Nigeria on Wednesday witnessed an additional 11 deaths from the ongoing Lassa fever outbreak, the Nigeria Centre for Disease Control has disclosed.
This brings the number of total deaths recorded from the ongoing outbreak to 132.
NCDC said in its situation report for last week that though cases are on a decline, Nigeria recorded 85 new confirmed cases and 11 deaths.
Nigeria in the last ten weeks has been battling the scourge of the Lassa fever outbreak in Nigeria.
Although news of the Lassa outbreak in the country has been overshadowed by the new coronavirus outbreak, Nigeria is still monitoring and responding to the disease.
NCDC said for the reporting week nine, a total of 421 suspected cases, 85 were confirmed and 11 deaths reported from 30 local governments in nine states.
These states are Edo, Ondo, Ebonyi, Bauchi, Plateau, Benue, Kogi, Taraba and Kebbi
It said the number of new confirmed cases decreased from 102 cases in week eight, to 85 cases in week nine.
Cumulatively, for week one to nine, a total of 3054 suspected cases, 775 confirmed cases, nine probable and 132 deaths have so far been reported from 118 local governments in 27 states.
In comparison with the previous year, there have been more suspected, confirmed and death cases reported for the same period this year.
Cumulatively from week one to week nine, this year, 3054 suspect cases, 775 confirmed and 132 deaths have been reported as against 1374 suspected cases, 420 confirmed and 93 deaths for the same period in 2019.
Of all confirmed cases, 73 per cent are from Edo (34 per cent ), Ondo (32 per cent) and Ebonyi (7 per cent ) states.
Also, the predominant age-group affected is 21-30 years and the male to female ratio for confirmed cases is 1:1.2.
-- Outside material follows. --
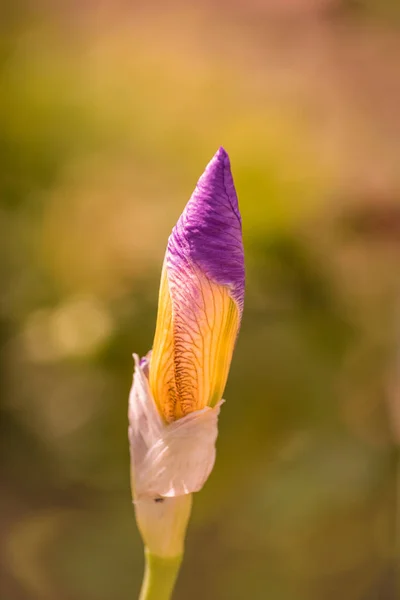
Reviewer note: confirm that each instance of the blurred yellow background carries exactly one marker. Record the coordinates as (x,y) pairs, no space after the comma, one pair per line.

One new healthcare worker was affected in Edo State in the reporting week. This brings the total number of health workers so far affected since the beginning of the outbreak to 27.
Map showing confirmed Lassa fever cases by states. Picture credits: NCDC
Lassa fever has become an epidemic in Nigeria and with increasing cases during the dry season from November to May.
The vector of the disease is a rat specie called the multimammate rat. The virus is transmitted from the excreta or urine of the vector to humans, and humans and to humans which often propagate the disease.
Anyone suspected of being in contact with a Lassa patient needs to be presented to the health facilities within a period of 21 days.
Symptoms of the disease at early stages is similar to febrile illness such as malaria.
General symptoms include fever, headache, sore throat, general body weakness, cough, nausea, vomiting, diarrhoea, muscle pains, chest pain, and in severe cases, unexplainable bleeding from ears, eyes, nose, mouth, vagina, anus and other body orifices. It could also present persistent bleeding from sites of intravenous cannulation.
Early diagnosis and treatment increase a patient’s chances of survival.